The samples of thirty bryophyte species including six liverworts and twenty-four mosses were collected in Central and Northern Bohemia (S1 Table) and prepared for endogenous phytohormone analyses. The selected bryophytes belonging to nine orders (Pelliales, Jungermanniales, Porellales, Sphagnales, Tetraphidales, Polytrichales, Dicranales, Bryales, Hypnales) were analyzed and their complete list and position within a simplified phylogenetic tree are shown in Fig 1 and S1 Table.

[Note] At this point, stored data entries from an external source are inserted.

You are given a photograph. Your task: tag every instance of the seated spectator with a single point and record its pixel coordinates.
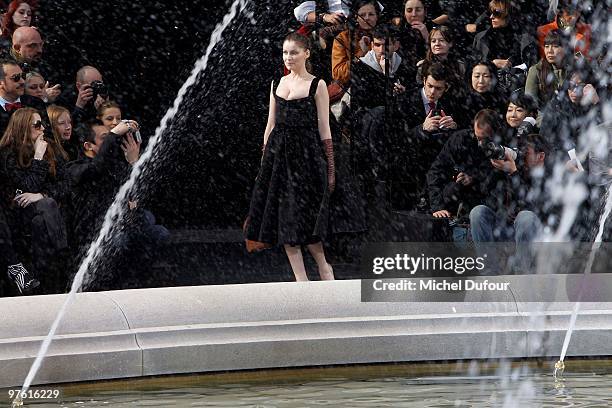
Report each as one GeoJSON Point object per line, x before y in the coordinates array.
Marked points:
{"type": "Point", "coordinates": [109, 114]}
{"type": "Point", "coordinates": [454, 178]}
{"type": "Point", "coordinates": [506, 45]}
{"type": "Point", "coordinates": [84, 99]}
{"type": "Point", "coordinates": [12, 88]}
{"type": "Point", "coordinates": [520, 117]}
{"type": "Point", "coordinates": [546, 78]}
{"type": "Point", "coordinates": [414, 32]}
{"type": "Point", "coordinates": [9, 260]}
{"type": "Point", "coordinates": [374, 88]}
{"type": "Point", "coordinates": [96, 179]}
{"type": "Point", "coordinates": [570, 114]}
{"type": "Point", "coordinates": [441, 50]}
{"type": "Point", "coordinates": [483, 92]}
{"type": "Point", "coordinates": [35, 167]}
{"type": "Point", "coordinates": [351, 44]}
{"type": "Point", "coordinates": [19, 13]}
{"type": "Point", "coordinates": [37, 87]}
{"type": "Point", "coordinates": [567, 22]}
{"type": "Point", "coordinates": [510, 209]}
{"type": "Point", "coordinates": [61, 126]}
{"type": "Point", "coordinates": [424, 122]}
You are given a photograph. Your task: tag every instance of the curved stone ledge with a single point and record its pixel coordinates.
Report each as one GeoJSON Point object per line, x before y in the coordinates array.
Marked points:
{"type": "Point", "coordinates": [211, 328]}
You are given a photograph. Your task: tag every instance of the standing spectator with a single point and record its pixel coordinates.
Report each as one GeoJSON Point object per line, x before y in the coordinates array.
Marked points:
{"type": "Point", "coordinates": [290, 198]}
{"type": "Point", "coordinates": [455, 176]}
{"type": "Point", "coordinates": [61, 126]}
{"type": "Point", "coordinates": [36, 168]}
{"type": "Point", "coordinates": [12, 88]}
{"type": "Point", "coordinates": [354, 43]}
{"type": "Point", "coordinates": [567, 21]}
{"type": "Point", "coordinates": [441, 46]}
{"type": "Point", "coordinates": [19, 13]}
{"type": "Point", "coordinates": [546, 77]}
{"type": "Point", "coordinates": [109, 114]}
{"type": "Point", "coordinates": [36, 86]}
{"type": "Point", "coordinates": [483, 92]}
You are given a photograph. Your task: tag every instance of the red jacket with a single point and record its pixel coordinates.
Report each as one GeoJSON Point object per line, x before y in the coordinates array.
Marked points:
{"type": "Point", "coordinates": [582, 34]}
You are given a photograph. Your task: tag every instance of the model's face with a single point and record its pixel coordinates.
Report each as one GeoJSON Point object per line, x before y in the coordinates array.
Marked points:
{"type": "Point", "coordinates": [23, 15]}
{"type": "Point", "coordinates": [111, 117]}
{"type": "Point", "coordinates": [35, 86]}
{"type": "Point", "coordinates": [14, 82]}
{"type": "Point", "coordinates": [439, 45]}
{"type": "Point", "coordinates": [31, 48]}
{"type": "Point", "coordinates": [482, 80]}
{"type": "Point", "coordinates": [64, 126]}
{"type": "Point", "coordinates": [294, 55]}
{"type": "Point", "coordinates": [515, 115]}
{"type": "Point", "coordinates": [554, 53]}
{"type": "Point", "coordinates": [414, 11]}
{"type": "Point", "coordinates": [36, 127]}
{"type": "Point", "coordinates": [367, 17]}
{"type": "Point", "coordinates": [533, 159]}
{"type": "Point", "coordinates": [434, 89]}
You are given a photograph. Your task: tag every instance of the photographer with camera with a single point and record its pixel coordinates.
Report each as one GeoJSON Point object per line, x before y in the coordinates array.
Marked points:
{"type": "Point", "coordinates": [88, 93]}
{"type": "Point", "coordinates": [96, 179]}
{"type": "Point", "coordinates": [454, 178]}
{"type": "Point", "coordinates": [514, 198]}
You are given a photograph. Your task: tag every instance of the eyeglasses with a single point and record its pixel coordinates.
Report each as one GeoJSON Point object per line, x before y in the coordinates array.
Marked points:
{"type": "Point", "coordinates": [498, 13]}
{"type": "Point", "coordinates": [17, 77]}
{"type": "Point", "coordinates": [576, 86]}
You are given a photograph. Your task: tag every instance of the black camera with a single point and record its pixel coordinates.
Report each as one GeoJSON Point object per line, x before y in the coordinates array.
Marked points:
{"type": "Point", "coordinates": [525, 128]}
{"type": "Point", "coordinates": [99, 88]}
{"type": "Point", "coordinates": [496, 151]}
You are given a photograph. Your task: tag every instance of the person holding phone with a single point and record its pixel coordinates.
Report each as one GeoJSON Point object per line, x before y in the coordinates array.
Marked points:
{"type": "Point", "coordinates": [35, 167]}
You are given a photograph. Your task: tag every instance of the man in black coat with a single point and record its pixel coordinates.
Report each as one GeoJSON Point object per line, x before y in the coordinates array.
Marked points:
{"type": "Point", "coordinates": [455, 176]}
{"type": "Point", "coordinates": [423, 123]}
{"type": "Point", "coordinates": [12, 88]}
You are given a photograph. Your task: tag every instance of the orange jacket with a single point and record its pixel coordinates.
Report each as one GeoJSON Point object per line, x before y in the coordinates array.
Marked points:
{"type": "Point", "coordinates": [341, 56]}
{"type": "Point", "coordinates": [582, 33]}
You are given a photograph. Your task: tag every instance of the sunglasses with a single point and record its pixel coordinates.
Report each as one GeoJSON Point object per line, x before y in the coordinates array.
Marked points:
{"type": "Point", "coordinates": [498, 13]}
{"type": "Point", "coordinates": [17, 77]}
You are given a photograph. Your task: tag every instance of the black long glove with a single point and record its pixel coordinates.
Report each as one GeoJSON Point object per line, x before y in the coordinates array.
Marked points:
{"type": "Point", "coordinates": [331, 167]}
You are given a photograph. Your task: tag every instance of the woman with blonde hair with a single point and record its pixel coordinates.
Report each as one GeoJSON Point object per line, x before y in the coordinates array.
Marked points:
{"type": "Point", "coordinates": [63, 136]}
{"type": "Point", "coordinates": [35, 184]}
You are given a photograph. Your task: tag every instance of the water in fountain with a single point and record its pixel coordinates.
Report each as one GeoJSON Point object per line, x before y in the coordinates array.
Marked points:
{"type": "Point", "coordinates": [596, 244]}
{"type": "Point", "coordinates": [115, 211]}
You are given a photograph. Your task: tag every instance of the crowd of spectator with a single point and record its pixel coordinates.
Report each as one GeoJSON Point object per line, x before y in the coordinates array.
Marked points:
{"type": "Point", "coordinates": [64, 152]}
{"type": "Point", "coordinates": [464, 110]}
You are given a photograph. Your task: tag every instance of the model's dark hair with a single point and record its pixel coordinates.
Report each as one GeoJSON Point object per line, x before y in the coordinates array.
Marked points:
{"type": "Point", "coordinates": [303, 42]}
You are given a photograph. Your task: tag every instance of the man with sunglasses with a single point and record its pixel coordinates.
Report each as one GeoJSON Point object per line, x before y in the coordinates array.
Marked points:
{"type": "Point", "coordinates": [12, 88]}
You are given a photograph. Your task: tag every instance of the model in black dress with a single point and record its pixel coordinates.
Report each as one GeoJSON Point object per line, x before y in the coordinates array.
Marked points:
{"type": "Point", "coordinates": [290, 202]}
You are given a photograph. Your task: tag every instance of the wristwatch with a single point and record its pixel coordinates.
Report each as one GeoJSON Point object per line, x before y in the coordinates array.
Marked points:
{"type": "Point", "coordinates": [320, 20]}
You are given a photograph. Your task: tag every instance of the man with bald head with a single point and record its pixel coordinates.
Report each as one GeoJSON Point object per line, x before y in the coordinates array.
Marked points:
{"type": "Point", "coordinates": [27, 45]}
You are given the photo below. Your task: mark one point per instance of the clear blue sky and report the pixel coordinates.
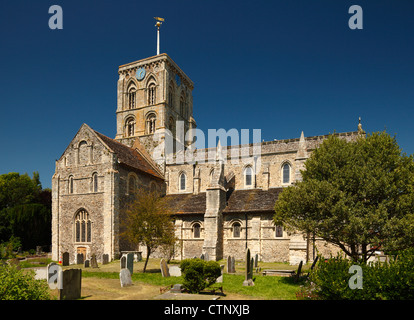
(278, 66)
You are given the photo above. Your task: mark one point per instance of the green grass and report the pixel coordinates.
(266, 287)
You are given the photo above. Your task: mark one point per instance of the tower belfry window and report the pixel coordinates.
(151, 94)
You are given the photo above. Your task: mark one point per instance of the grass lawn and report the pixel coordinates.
(266, 287)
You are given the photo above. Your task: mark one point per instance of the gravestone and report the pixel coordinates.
(94, 263)
(248, 273)
(105, 258)
(79, 258)
(220, 279)
(123, 262)
(164, 268)
(65, 259)
(71, 284)
(175, 271)
(130, 262)
(125, 278)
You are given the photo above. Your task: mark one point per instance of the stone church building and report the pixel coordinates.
(220, 207)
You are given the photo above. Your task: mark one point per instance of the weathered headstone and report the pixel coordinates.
(220, 279)
(175, 271)
(94, 262)
(79, 258)
(125, 277)
(105, 258)
(123, 262)
(65, 259)
(164, 268)
(71, 284)
(130, 262)
(248, 273)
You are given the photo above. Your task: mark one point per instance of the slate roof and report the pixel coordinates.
(187, 203)
(129, 157)
(252, 200)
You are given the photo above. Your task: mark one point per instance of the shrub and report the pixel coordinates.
(18, 284)
(199, 274)
(392, 280)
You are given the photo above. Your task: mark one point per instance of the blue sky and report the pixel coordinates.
(278, 66)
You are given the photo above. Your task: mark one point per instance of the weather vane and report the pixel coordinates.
(158, 25)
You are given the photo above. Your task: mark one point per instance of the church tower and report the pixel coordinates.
(154, 94)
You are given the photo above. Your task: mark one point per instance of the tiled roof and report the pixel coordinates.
(253, 200)
(128, 156)
(187, 203)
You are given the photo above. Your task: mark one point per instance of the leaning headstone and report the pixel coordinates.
(105, 258)
(248, 273)
(94, 262)
(79, 258)
(220, 279)
(130, 262)
(65, 259)
(175, 271)
(71, 284)
(164, 268)
(123, 262)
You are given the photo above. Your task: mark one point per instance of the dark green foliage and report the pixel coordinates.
(25, 210)
(357, 195)
(199, 274)
(392, 280)
(18, 284)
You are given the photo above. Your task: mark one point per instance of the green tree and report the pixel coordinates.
(357, 195)
(147, 221)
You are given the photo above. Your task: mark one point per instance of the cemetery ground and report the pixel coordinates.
(103, 283)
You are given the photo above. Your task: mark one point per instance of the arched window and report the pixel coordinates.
(151, 93)
(130, 127)
(196, 230)
(248, 177)
(150, 123)
(278, 231)
(132, 184)
(183, 179)
(95, 182)
(70, 186)
(83, 227)
(236, 230)
(286, 173)
(182, 106)
(132, 97)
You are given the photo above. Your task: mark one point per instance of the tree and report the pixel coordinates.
(357, 195)
(148, 222)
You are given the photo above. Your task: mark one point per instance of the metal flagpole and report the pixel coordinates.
(158, 25)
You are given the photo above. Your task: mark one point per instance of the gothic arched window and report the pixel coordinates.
(248, 177)
(236, 230)
(196, 230)
(130, 127)
(183, 179)
(132, 97)
(151, 93)
(286, 173)
(150, 123)
(83, 227)
(95, 182)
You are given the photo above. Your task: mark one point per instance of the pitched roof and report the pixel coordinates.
(128, 156)
(187, 203)
(252, 200)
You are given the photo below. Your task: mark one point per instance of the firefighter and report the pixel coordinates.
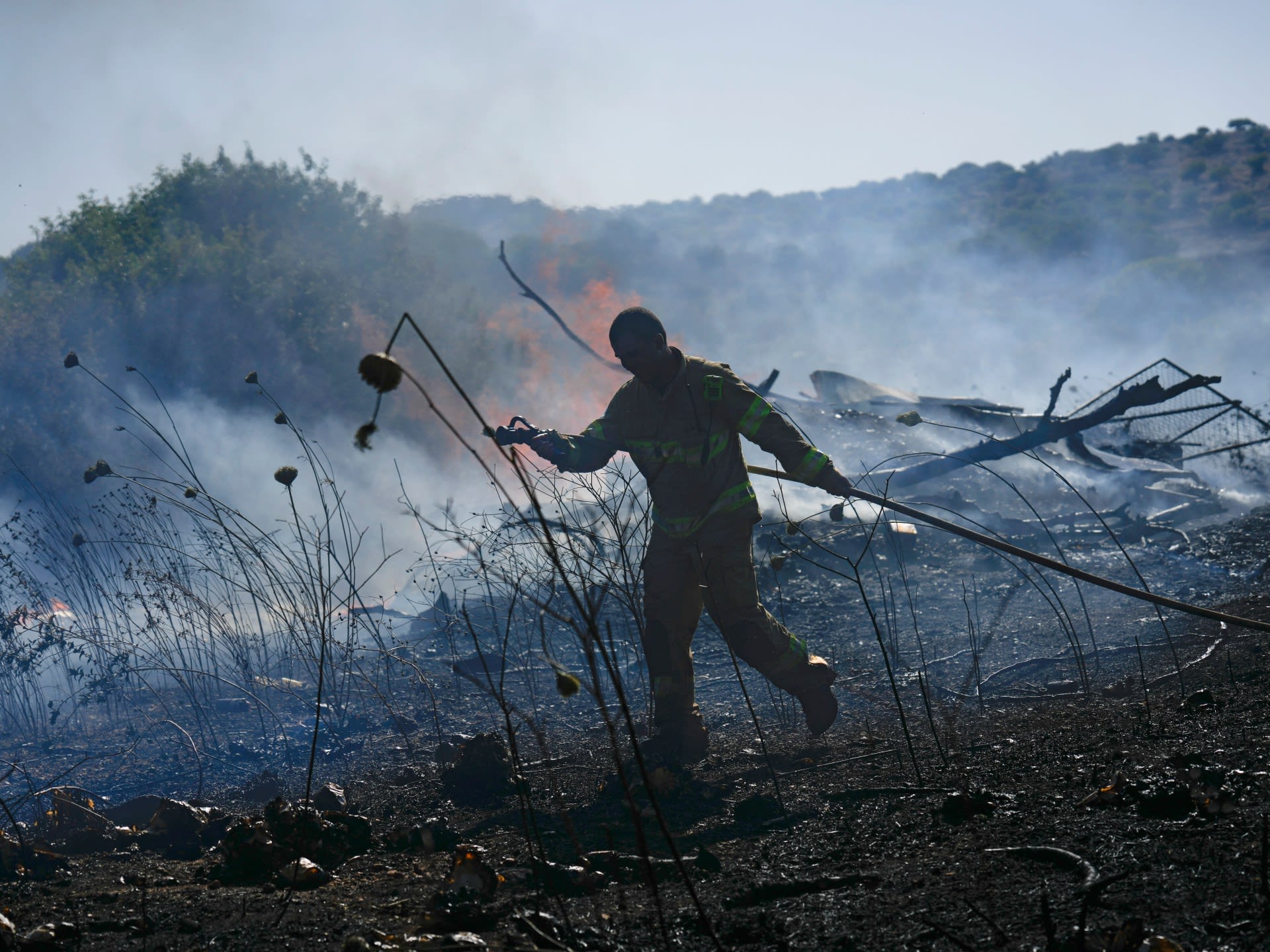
(680, 419)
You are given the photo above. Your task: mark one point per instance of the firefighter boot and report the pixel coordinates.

The hormone analysis was performed by the dual-mode solid-phase method and HPLC-electrospray tandem-mass spectrometry, which allowed simultaneous and highly reliable identification and quantification of over 40 phytohormone metabolites including growth hormones (CKs, auxins, GAs, BRs), stress hormones (ABA, JA, SA) and conjugates.

Endogenous cytokinins

In total, 26 isoprenoid CKs were detected in various bryophyte samples including derivatives of transZ, cisZ (7 forms each), iP and DHZ (6 forms each). Total CK concentrations varied in different species ranging from picomols (e.g. Sphagnum compactum, 5.75 pmol/g FW) to hundreds of picomols (e.g. Polytrichastrum longisetum, 201.11 pmol/g FW) (Table 1 and S3 Table).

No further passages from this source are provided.